Favourites crash out of Mozambique succession race
Mozambique's ruling Frelimo party has given no clear sign of who will be its candidate at the next national presidential vote due in two years after wrapping up its conference.
Although the choice of a presidential candidate was not on the agenda of the Frelimo congress that ended Friday, the succession race was an unavoidable subtext.
President Armando Guebuza is legally not eligible for another term as he is serving his second and final tenure.
But two leading politicians that had been tipped as the party's most likely future presidential candidates, failed to secure places on the ruling party's supreme decision making body -- a key step and unwritten requirement to the country's top job.
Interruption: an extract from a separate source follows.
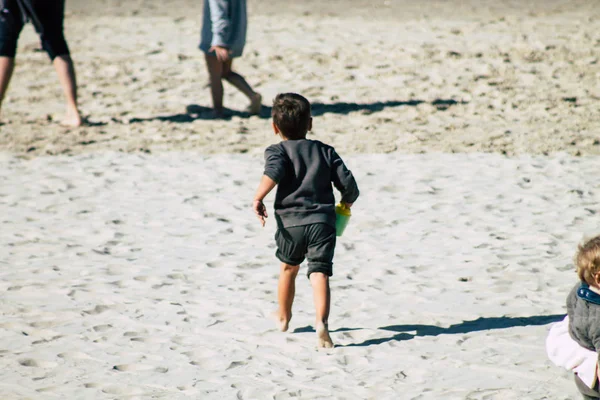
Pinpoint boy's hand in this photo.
[208,46,230,62]
[252,200,268,226]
Luisa Diogo, a former premier and World Bank official, was seen as one of the party's options for a presidential nominee, but she crashed out of the ranks of the Frelimo's 15-strong politburo.
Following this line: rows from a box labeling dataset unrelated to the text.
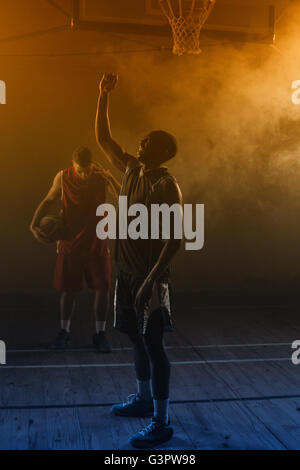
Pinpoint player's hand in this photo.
[30,225,52,245]
[93,163,112,180]
[99,73,118,93]
[135,278,154,312]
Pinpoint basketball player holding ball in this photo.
[30,147,120,352]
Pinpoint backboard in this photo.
[73,0,288,42]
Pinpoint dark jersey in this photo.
[115,157,181,277]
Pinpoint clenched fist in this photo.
[99,73,118,93]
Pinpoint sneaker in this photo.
[93,331,112,353]
[129,418,173,449]
[111,394,154,418]
[53,329,70,349]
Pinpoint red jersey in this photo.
[59,166,108,256]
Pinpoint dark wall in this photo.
[0,1,300,292]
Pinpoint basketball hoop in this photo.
[159,0,215,55]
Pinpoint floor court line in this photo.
[0,357,292,371]
[0,395,300,411]
[7,341,293,354]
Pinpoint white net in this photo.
[159,0,215,55]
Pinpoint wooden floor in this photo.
[0,298,300,450]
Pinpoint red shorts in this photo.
[54,251,111,293]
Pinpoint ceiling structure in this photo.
[0,0,291,55]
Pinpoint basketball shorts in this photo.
[54,251,111,293]
[114,271,173,335]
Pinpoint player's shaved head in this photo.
[73,147,92,168]
[139,130,178,165]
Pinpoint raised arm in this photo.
[95,73,135,171]
[30,172,61,243]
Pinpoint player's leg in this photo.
[112,272,153,417]
[112,330,154,417]
[85,250,112,353]
[129,310,173,448]
[54,292,75,349]
[53,243,83,349]
[93,289,112,352]
[145,309,170,424]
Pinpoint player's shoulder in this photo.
[153,171,182,202]
[53,170,66,187]
[125,153,142,172]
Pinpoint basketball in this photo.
[39,215,63,242]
Her successor, Prime Minister Aires Ali, also considered Guebuza's favoured candidate, did not make the list either.
Guebuza has repeatedly stated he will not attempt to seek to go beyond the two mandates allowed by the constitution of the south-eastern African country, which is poised on the brink of a coal and gas-driven boom.
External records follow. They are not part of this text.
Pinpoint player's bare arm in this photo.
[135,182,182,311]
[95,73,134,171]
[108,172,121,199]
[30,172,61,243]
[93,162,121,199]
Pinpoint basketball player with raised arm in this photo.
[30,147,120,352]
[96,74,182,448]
It would be difficult, though not impossible, for any presidential aspirant to gain enough support from Frelimo heavyweights, from outside the politburo, observers say.
"Most of the main candidates were knocked out. We are really starting again so there will be a lot of jockeying for power over the next six months," said London-based writer on Mozambique Joseph Hanlon.
Names that now top the politburo ranks include Frelimo's secretary general Filipe Paunde, Agriculture Minister Jose Pacheco and parliamentary speaker Veronica Macamo - any of whom could be catapulted into the spotlight in the run up to 2014 elections.
Whether Guebuza plans to follow the example of Russian leader Vladimir Putin and cling to power from behind the scenes after his presidential mandate ends, was a question raised when the Frelimo congress handed him another five-year term as party leader early in the week.
"It will be very interesting to see if he can pull it off," said Hanlon who argues the ruling party is divided in many directions.
"He could not carry enough of the party to get Aires Ali elected. This shows he does not have total power," said Hanlon.
With Ali out of the race, could Paunde be Guebuza's Medvedev? A loyal presidential ally - he stood unopposed for a second term as the second in command to the party's leader.
Paunde is now "in a very privileged position to succeed Armando Guebuza as president of the Republic," said the independent daily, Mediafax on Friday.
The controversial election of Guebuza's daughter, Valentina, into the party's upper echelons has raised questions about whether the president is finding a way for a dynastic succession.
The 32-year-old, who heads the family business, Focus 21, was recently dubbed the "Millionaire Princess" by Forbes magazine. She took one of the 180 seats on the central committee, the party's second most powerful organ, usually reserved for former fighters of the country's independence and civil wars.
Guebuza, a 1980s ex-Marxist styled general, took power in 2005 when he was already a successful businessman. He has since expanded his empire with tentacles in media, mining, construction and fishing sectors.
Although Mozambique remains one of the world's poorest countries, Guebuza has presided over a seven percent annual growth rate in recent years.
Mozambique is now poised to earn billions of dollars in foreign investment over the next decade on the back of discoveries of significant coal and gas deposits.